11th Nov 2024 18:00 hours
Stephenson Building, Newcastle University, Newcastle upon Tyne NE1 7RU
This event is hosted by the Northern Geotechnical Group (NGG).
This event is planned as an in-person event.
Advance booking is required, via the button below.
Photographs may be taken at the event and used for BGA promotional purposes; if you have any objections please contact the BGA via email.

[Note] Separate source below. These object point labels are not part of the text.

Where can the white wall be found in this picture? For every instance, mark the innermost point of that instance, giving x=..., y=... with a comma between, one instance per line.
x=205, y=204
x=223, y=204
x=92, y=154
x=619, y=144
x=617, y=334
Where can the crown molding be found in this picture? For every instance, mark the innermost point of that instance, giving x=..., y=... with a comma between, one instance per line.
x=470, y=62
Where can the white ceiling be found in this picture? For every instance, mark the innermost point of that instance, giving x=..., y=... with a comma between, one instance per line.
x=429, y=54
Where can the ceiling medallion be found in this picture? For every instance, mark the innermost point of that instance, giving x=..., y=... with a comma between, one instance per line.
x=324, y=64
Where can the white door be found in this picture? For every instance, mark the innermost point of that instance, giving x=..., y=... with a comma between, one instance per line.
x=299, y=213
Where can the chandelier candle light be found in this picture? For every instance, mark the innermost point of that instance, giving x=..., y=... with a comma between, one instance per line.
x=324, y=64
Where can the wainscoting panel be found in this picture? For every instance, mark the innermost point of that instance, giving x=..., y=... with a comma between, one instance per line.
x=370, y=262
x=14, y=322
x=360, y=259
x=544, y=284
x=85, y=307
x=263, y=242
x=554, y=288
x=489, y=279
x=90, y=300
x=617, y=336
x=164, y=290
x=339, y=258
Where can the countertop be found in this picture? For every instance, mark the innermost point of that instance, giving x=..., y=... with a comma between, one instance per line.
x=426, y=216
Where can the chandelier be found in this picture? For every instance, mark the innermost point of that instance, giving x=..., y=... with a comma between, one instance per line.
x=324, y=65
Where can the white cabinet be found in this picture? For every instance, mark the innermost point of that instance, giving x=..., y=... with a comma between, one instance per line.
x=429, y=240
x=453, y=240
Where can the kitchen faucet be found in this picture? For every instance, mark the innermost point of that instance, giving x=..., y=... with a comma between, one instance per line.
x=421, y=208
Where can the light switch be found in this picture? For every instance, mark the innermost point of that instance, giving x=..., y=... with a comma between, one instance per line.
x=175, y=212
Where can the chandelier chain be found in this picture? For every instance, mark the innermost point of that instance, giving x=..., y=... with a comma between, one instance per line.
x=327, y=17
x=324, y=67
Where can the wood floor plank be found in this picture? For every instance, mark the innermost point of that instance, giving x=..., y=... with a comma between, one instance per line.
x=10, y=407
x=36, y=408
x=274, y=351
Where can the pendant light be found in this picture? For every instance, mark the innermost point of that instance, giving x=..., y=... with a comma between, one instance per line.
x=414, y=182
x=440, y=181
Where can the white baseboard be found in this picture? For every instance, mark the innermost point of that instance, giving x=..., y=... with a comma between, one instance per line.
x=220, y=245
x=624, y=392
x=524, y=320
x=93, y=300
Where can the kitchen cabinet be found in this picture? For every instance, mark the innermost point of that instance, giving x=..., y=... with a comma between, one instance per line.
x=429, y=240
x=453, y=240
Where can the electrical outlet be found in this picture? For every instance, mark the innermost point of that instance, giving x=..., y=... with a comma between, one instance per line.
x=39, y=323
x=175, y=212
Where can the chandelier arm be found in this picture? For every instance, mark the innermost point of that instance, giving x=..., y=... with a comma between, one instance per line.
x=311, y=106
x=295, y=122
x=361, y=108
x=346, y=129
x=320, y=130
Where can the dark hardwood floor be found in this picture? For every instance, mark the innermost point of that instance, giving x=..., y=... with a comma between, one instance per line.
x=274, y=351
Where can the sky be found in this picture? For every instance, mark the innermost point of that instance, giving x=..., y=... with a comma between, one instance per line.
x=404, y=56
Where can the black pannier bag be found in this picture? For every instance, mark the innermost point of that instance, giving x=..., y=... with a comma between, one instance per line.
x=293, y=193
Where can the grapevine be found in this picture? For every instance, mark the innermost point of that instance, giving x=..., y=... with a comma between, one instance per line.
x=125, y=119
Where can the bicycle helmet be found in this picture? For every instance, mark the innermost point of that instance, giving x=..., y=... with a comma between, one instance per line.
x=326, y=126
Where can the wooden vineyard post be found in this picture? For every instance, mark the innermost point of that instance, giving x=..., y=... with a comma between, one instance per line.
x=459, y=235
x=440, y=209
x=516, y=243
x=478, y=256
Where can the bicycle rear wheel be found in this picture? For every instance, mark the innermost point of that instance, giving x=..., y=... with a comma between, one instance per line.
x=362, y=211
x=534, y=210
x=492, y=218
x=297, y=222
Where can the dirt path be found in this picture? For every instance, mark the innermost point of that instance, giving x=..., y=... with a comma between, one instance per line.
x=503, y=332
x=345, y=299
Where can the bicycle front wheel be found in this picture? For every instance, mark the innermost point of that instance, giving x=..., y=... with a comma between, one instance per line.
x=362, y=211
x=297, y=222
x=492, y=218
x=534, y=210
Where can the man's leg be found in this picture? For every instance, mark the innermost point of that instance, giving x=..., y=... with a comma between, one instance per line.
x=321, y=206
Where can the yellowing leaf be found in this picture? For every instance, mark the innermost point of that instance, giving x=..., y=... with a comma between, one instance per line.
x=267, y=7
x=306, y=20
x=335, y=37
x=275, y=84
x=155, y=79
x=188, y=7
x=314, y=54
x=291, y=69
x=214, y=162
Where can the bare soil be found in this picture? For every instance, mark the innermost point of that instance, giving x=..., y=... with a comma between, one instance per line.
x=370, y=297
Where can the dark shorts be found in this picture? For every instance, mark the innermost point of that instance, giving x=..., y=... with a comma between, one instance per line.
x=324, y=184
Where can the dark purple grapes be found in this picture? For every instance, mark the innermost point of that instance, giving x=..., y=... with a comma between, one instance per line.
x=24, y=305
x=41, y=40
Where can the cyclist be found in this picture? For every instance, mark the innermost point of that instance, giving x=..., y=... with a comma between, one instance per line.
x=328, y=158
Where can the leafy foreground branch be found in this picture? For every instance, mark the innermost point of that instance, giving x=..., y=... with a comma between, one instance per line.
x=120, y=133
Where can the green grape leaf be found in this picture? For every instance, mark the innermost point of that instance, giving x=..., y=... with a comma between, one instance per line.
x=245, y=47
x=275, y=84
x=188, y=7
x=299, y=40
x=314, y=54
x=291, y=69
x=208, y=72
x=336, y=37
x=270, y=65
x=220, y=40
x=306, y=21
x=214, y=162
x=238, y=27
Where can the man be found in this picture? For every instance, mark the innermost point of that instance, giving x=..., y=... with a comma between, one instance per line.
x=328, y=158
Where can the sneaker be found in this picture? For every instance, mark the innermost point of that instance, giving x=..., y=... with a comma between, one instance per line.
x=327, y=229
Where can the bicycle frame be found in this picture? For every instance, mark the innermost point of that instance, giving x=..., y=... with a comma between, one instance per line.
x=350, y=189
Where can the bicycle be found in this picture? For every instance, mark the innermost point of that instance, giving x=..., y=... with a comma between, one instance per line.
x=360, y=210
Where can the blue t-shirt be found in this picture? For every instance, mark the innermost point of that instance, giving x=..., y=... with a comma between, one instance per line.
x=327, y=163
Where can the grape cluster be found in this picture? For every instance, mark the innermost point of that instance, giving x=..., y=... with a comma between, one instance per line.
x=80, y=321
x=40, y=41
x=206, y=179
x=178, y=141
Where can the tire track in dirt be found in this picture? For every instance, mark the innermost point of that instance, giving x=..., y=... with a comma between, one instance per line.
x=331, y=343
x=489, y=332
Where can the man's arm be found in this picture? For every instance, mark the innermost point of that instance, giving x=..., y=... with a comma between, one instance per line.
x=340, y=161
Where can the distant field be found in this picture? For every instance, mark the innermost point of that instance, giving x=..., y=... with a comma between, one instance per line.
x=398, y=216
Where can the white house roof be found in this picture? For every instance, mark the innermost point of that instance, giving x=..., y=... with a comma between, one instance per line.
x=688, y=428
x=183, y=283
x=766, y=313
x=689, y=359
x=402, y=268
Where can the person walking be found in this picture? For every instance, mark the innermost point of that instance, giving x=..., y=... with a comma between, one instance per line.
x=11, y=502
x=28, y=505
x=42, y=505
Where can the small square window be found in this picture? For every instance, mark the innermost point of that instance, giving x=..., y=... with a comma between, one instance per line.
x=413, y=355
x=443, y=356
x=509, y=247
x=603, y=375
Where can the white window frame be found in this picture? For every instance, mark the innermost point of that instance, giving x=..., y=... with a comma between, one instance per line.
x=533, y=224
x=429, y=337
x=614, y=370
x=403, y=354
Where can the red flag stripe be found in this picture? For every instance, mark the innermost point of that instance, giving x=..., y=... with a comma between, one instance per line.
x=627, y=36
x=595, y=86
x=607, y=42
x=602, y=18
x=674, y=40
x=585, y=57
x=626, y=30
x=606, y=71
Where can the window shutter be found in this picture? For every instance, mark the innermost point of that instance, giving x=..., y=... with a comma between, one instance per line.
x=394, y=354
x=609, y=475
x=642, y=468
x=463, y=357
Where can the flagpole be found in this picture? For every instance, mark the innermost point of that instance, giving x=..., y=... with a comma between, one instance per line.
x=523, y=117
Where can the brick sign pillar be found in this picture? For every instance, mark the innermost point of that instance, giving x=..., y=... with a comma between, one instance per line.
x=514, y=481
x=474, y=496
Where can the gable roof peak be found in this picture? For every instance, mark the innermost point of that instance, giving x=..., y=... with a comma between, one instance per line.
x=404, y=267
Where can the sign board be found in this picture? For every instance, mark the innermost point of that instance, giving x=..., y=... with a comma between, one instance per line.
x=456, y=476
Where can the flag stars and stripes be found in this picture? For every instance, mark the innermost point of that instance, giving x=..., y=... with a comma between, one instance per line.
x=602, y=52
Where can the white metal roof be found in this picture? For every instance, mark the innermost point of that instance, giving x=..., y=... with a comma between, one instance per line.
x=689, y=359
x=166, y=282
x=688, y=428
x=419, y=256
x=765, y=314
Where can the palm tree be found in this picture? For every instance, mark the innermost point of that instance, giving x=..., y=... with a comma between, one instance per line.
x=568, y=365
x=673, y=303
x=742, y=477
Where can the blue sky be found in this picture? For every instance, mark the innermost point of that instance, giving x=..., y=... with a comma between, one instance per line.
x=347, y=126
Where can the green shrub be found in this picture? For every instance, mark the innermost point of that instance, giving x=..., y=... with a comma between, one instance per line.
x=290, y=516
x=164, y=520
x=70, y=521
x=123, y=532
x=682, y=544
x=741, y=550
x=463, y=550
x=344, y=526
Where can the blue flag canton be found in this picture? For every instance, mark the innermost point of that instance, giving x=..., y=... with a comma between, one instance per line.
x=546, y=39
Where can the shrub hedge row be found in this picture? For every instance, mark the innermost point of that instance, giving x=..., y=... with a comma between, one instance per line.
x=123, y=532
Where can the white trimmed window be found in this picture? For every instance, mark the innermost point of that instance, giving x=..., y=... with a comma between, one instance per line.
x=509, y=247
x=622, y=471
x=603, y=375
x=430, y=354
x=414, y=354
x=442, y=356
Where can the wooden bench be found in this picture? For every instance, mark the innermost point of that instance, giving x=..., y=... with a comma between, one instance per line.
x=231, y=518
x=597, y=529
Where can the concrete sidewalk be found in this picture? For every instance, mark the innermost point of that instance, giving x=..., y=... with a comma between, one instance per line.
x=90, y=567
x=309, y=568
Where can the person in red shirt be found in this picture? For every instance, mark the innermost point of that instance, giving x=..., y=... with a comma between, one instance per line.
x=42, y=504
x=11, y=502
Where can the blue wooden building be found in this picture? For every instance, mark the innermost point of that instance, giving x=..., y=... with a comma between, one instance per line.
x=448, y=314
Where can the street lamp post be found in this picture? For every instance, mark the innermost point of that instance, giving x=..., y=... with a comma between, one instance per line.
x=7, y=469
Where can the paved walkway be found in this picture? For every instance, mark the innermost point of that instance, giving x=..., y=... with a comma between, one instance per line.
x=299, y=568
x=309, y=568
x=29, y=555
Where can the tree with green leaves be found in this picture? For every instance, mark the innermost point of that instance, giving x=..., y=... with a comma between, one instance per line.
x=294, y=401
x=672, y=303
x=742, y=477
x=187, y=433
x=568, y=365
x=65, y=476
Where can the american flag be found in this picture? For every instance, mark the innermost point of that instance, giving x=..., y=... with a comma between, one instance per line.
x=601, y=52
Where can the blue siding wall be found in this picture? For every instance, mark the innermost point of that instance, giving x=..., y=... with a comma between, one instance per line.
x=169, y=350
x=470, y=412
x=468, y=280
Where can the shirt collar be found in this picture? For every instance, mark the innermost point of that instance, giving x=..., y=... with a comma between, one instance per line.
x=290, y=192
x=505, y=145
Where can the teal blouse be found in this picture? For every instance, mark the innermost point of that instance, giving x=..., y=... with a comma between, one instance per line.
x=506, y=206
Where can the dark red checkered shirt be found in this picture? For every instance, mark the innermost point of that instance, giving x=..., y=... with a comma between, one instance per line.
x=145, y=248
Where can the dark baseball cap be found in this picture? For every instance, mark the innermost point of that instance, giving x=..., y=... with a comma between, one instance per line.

The Touring Lecture was established by the British Geotechnical Society (the predecessor to the BGA) in the 1980s to provide support to Regional Geotechnical Groups in the UK by bringing eminent geotechnical professionals from overseas to deliver a lecture on their particular expertise. The Lecture is biennial and is held at three venues around the country.
Dates of BGA Touring Lecture 2024:
Monday 11th November 2024 – Newcastle, Hosted by the Northern Geotechnical Group (NGG)
Tuesday 12th November 2024 – Birmingham, Hosted by the Midlands Geotechnical Society (MGS). Details HERE.
Wednesday 13th November 2024 – Bristol, Hosted by the BGA Southwestern Group (BGA SW): Details HERE.
During geotechnical and geophysical site characterisation for large infrastructure projects, significant data volumes are being collected which need to be processed and interpreted. Moreover, the feedback from foundation construction (e.g. pile driving) provides valuable feedback on the actual ground conditions at the site. Due to the limited budgets available for site characterisation and the various sources of uncertainty, the interpretation of ground investigation data and installation records relies on a combination of data from various sources (e.g. in-situ test, laboratory tests and pile load testing), the use of parameter correlations from the literature and expert judgement.
In recent years, modern data science techniques have become increasingly accessible to practicing engineers and researchers and they offer the possibility to improve several aspects of the site characterisation and foundation design process. Machine learning models can be trained on high-quality datasets and expert judgement can also be internalised in the model formulations. In this contribution, the role of data science and machine learning for geotechnical site characterisation and design is discussed based on several example applications using datasets from offshore wind farm projects. The role of data coverage and data quality is discussed as well as the role of geophysical data for interpolating geotechnical point measurements in a quantitative way. Supervised and unsupervised machine learning techniques are explained and illustrated on the provided datasets. The lecture aims to provide engineers an insight into the applicability of machine learning in their daily practice and on the potential issues which may arise when using these methods.
After working in offshore geotechnical consultancy for more than 10 years, Bruno was appointed as Visiting Professor for Offshore Geotechnics at the Geotechnical Laboratory of UGent in 2019. In parallel, he took up a research position at OWI-Lab (VUB/UGent). He is responsible for the Offshore Foundations course and supports the other geotechnical courses in the curriculum. His research interests include geotechnical data management, farm-wide back-analysis of soil structure interaction, the application of data-driven methods to geotechnical design and probabilistic methods.